Benjamin Wittes from the Brookings Institution said it was important to have confidence in the “system.” There is a tendency to feel “bamboozled” if the results of an election do not turn out in someone’s favor, he said. There’s also calls on both sides of the political spectrum to “lock her up” or “lock him up,” Wittes said, rather than following the legal process and standing by court rulings.

“A lot of it worked,” said Walter Olson, a senior fellow at the Cato Institute, an American libertarian think tank, of the 2020 election. “The courts worked … the states worked. There was no state where there was any serious movement to overturn the results.”

Some states need stronger audit procedures, and all states should allow voters to check the status of their ballots, said Mindy Finn, chief executive officer of Citizen Data, an analytics-based public engagement company.

Speakers emphasized the importance of following the law, including complying with a subpoena. For instance, the United States House Select Committee on the January 6 Attack sent many subpoenas to Republicans across the country seeking information, including to two Republican leaders in Nevada ─ State GOP Chairman Michael McDonald and Republican National Committeeman James DeGraffenreid. But several have not complied.

“Watching Congress simply unable to gather basic information is contrary to the idea of oversight in government,” Wittes said.

With the world watching coverage of Ukraine’s stand against Russia, it was a popular topic at the Principles First summit, however not so much at CPAC, according to a report from The Hill, which wrote that speakers offered sympathy for Ukraine and used the invasion to attack Biden.

At the D.C. summit, many also spoke about the need to support Ukraine and stand against Russian President Vladimir Putin, a “selfish, brutal dictator,” Georgia Lt. Gov. Geoff Duncan said. But they did not use the invasion to criticize Biden, instead saying now is the time to show support for the U.S. and the president.

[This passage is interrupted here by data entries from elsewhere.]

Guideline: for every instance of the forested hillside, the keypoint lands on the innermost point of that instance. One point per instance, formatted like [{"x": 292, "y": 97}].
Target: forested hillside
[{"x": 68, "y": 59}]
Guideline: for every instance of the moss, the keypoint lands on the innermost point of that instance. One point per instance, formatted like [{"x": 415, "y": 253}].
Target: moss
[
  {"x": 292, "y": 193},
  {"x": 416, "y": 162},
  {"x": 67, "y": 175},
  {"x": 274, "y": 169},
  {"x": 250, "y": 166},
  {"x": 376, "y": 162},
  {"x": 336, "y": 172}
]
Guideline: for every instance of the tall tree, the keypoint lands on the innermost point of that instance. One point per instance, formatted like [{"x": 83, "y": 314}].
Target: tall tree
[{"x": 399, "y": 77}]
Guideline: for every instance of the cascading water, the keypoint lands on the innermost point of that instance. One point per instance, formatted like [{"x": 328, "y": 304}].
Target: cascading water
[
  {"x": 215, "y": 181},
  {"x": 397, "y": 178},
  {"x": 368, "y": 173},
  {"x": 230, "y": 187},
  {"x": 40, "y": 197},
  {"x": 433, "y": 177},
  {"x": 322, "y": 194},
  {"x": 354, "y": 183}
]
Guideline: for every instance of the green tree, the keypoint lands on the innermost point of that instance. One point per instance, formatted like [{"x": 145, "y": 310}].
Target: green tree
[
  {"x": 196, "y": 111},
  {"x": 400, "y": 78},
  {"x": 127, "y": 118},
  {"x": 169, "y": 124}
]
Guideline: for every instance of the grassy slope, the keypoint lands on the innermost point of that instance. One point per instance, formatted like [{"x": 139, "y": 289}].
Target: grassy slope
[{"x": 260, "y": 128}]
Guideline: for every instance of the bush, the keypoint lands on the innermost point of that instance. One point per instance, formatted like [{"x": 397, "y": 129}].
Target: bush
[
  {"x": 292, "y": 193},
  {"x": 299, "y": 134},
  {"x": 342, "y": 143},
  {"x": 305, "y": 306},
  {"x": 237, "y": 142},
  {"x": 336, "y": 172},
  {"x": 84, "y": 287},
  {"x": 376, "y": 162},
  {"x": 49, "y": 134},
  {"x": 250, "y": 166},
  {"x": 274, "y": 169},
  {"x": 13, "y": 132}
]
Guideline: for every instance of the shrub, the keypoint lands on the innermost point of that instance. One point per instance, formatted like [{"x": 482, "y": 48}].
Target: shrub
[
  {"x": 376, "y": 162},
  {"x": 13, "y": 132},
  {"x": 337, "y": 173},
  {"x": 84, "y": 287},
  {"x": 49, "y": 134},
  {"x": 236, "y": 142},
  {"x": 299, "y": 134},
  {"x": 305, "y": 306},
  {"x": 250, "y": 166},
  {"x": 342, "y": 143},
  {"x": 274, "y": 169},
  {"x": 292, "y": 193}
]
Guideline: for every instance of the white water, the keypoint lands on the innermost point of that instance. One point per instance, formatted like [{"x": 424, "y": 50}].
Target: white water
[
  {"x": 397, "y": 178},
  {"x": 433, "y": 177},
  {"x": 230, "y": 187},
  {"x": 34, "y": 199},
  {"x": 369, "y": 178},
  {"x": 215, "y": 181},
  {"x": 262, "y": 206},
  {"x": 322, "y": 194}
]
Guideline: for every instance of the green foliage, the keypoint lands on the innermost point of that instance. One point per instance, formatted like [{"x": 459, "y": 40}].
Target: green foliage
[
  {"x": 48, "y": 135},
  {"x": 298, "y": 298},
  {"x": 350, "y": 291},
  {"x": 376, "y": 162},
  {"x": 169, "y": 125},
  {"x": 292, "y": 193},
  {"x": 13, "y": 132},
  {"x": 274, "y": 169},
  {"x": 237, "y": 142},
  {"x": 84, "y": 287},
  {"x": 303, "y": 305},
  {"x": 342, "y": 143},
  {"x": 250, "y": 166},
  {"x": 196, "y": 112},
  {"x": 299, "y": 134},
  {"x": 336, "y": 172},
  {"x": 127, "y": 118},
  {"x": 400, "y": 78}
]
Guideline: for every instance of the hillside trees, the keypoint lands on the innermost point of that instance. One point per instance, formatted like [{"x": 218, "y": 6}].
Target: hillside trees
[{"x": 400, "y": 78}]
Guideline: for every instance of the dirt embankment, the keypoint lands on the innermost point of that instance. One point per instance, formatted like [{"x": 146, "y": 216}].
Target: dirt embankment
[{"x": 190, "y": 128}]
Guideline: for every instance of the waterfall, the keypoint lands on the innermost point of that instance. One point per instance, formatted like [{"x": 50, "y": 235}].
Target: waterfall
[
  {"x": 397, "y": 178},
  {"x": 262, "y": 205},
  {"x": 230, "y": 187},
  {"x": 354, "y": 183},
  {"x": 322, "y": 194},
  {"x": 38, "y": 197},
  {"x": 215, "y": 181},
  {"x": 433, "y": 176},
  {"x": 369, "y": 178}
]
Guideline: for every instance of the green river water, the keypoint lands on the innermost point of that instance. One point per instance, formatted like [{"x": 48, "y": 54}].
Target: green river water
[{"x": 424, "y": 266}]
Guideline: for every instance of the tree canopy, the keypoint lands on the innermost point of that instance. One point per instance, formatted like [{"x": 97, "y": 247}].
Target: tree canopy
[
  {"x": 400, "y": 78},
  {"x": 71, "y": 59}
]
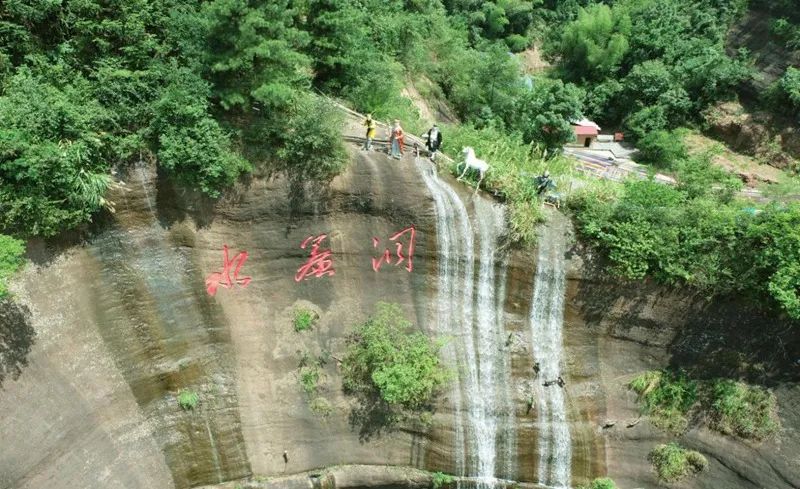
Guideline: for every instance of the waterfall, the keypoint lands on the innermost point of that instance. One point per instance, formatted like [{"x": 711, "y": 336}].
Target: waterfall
[
  {"x": 472, "y": 316},
  {"x": 546, "y": 321}
]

“Everyone should support our president, whether they’re Republican or Democrat,” Duncan said.

Congress had an opportunity to send arms to Ukraine months ago and it failed to do so, Shah said. “Today Ukrainians are paying the price,” she said.

The “principles first” speakers were aware that their views do not align with the current Republican Party. If a primary election were to be held today and Donald Trump ran, Walsh said, he would win. Trump easily won a straw poll conducted at CPAC over the weekend, with the majority of those in attendance saying they would vote for him.

And while “principled conservatives” face an uphill battle across the country to change the Republican Party and must make the decision on whether to run for offices as a centrist on the Democratic ballot, the fight is barely seen in Nevada.

The Sun could not find any Republican officeholders or candidates from Nevada who attended the summit, nor any that have publicly expressed opposition to Trump. Most Republican candidates in the state have staunchly expressed support for the former president, such as former Attorney General Adam Laxalt who is running for U.S. Senate with Trump’s endorsement and spent the weekend at CPAC.

Some speakers at the summit pointed to Utah U.S. Sen. Mitt Romney as a “principles-first” leader, a Republican holding up the traditional party values and showing common sense. But in Nevada, he’s viewed as a “RINO.” In her campaign ad, gubernatorial candidate Michele Fiore pulled a gun out of her holster and shot a TV displaying Romney.

And that’s exactly why those at the summit feel no longer the party had deserted them.

"A healthy democracy needs a conservative movement that is optimistic, is confident, believes it can win," said David Frum, a staff writer at The Atlantic. "What is the transfusion of light and truth that you are trying to bring into a rejuvenated Republican Party, a renewed republican party? Because that's where it's going to have to go. Maybe it's something that can call itself conservative without the shame and wince that we do when we hear those words today."